My question is: What is the best practice for when to split the inputs and gather the results. In my immediate example, do I create the flow to act on 1 input and have my runner (fastapi in this case) kick off a new instance of the crew for each input and then gather the results of all the flow instances into 1 result? Or, do I have the workflow (in this case CrewAI flows) have the looping mechanism internal to process and then return which would mean 1 outer flow kickoff with a list as input.

I can see there being a “it depends” answer based on complicated state or expensive to create objects, but I feel like this is a pretty common use case, so there’s probably some great common wisdom I should draw from.

As far as I know, there’s no Flow.kickoff_for_each() or Flow.kickoff_for_each_async() method. So, you can simply implement your own batch processing (either sequential or parallel). Personally, I’d prefer to implement it using a ThreadPool.

Take a look at how CrewAI itself defines its Crew.kickoff_async() (in crewai/crew.py):

async def kickoff_async(self, inputs: Optional[Dict[str, Any]] = {}) -> CrewOutput:
    """Asynchronous kickoff method to start the crew execution."""
    return await asyncio.to_thread(self.kickoff, inputs)

And asyncio.to_thread is nothing more than a ThreadPoolExecutor over which you have no control. So, I think it’s much better to have control over your batch processing yourself (allowing you to set limits on how many threads are active at the same time to avoid excessive requests to your LLM). Also, call me old-fashioned, but I find the mental model of ThreadPools much more intelligible than all the asyncio machinery, and our home processors have more than enough power to run plenty of threads.

As for processing one input per Flow, well, that’s an optimization question and will fundamentally depend on the size (and complexity) of each input for your chosen LLM. It’s known that LLMs suffer from what has been dubbed Context Rot, so the processing capability (in terms of quality) degrades rapidly as the context size (prompt) increases. You’ll have to experiment and find a trade-off between maximizing the processed quantity and the processing quality.

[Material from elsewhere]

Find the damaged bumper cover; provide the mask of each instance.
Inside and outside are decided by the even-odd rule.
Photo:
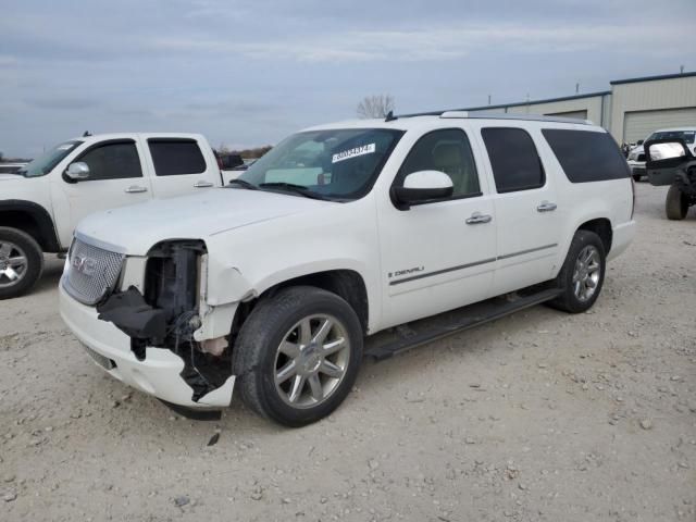
[[[169,348],[142,346],[144,351],[139,353],[142,357],[138,357],[132,349],[132,337],[113,323],[99,320],[97,309],[70,297],[62,284],[59,285],[59,299],[61,315],[67,326],[89,350],[104,358],[92,357],[96,361],[110,361],[100,366],[113,377],[166,402],[186,408],[220,409],[229,406],[234,375],[219,377],[214,389],[198,387],[187,372],[187,362],[179,355]],[[147,319],[148,328],[160,327],[156,311],[149,313],[142,308],[141,312],[145,315],[137,316],[139,314],[135,313],[135,321]]]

In that case, my advice is to gradually increase the number of inputs for each call. Pass a list of inputs and give each one a unique ID (so the LLM can use this identifier as a key), ask the LLM to perform the processing, and return a list like: [{input_id: "A1B2C3", result: "I hate humans..."}, {...}, {...}]. This way, you can keep track of each input-output pair and can process multiple inputs in the same call. Combining this with the multiprocessing approach mentioned above, you could get some very interesting results.

I hope these thoughts help. Good luck.

Thanks - I appreciate your response. The input will be a list of audit logs, 1 log event per line. They are completely isolated and each will have their own retrieved context. I absolutely do not want the LLM to ever get more than 1 input at a time, I have not had good results doing that ever. I’m using CrewAI with flows because I want to have a lot more control over the workflow control and state because I’ve been burned before.

You’re right, there’s no for-each kickoff for flows like there is for crews. I want to avoid creating/destroying objects that have high resource or time needs like instantiating a chromadb client - so having one instance be used by more than 1 input makes sense to me, they’ll have distinct queries and a handful of shared collections.